The Lion King 2019 Remake -- Wildebeest Stampede

Any Questions?


----------



## fokakis1 (Feb 29, 2012)

One room shaking incident came out of nowhere tonight. Loki Episode 2 (released today) Atmos track dropped a bomb. The scene is inside a shopping center in Alabama and Loki realizes that several time-line bombs are about to go off. There is a tremendous bass drop that went from high to ultrasonic. Really rattled my ankles. Made me a Loki fan!


----------



## theJman (Mar 3, 2012)

All cartoons? Someone has young children... 

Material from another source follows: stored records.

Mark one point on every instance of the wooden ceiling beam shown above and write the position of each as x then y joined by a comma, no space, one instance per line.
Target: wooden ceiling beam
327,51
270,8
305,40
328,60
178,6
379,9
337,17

In that same genre is How To Train Your Dragon, that has some good scenes. Among non-animated movies are Battle: Los Angeles, TRON: Legacy, War of the Worlds, 13 Hours, The Hurt Locker and Black Hawk Down. There are many others but those are a few that spring immediately to mind.


----------



## RLouis (Jan 20, 2010)

Greenland - Great surround movie! – Greenland


----------



## rdcollns (Oct 13, 2013)

The Wreck it Ralph sequel has a race with Venellope that sounds amazing. There is one part were she jumps her car over your head and the subsonic bass made our jaws drop. I completely understand only having kids movies to reference. The kids are in bed when we watch grown up films, so I have to turn down the volume.


----------



## fokakis1 (Feb 29, 2012)

rdcollns said:


> The Wreck it Ralph sequel has a race with Venellope that sounds amazing. There is one part were she jumps her car over your head and the subsonic bass made our jaws drop. I completely understand only having kids movies to reference. The kids are in bed when we watch grown up films, so I have to turn down the volume.


Agreed. I used to use that scene as a demo for sound and 3D projection.


----------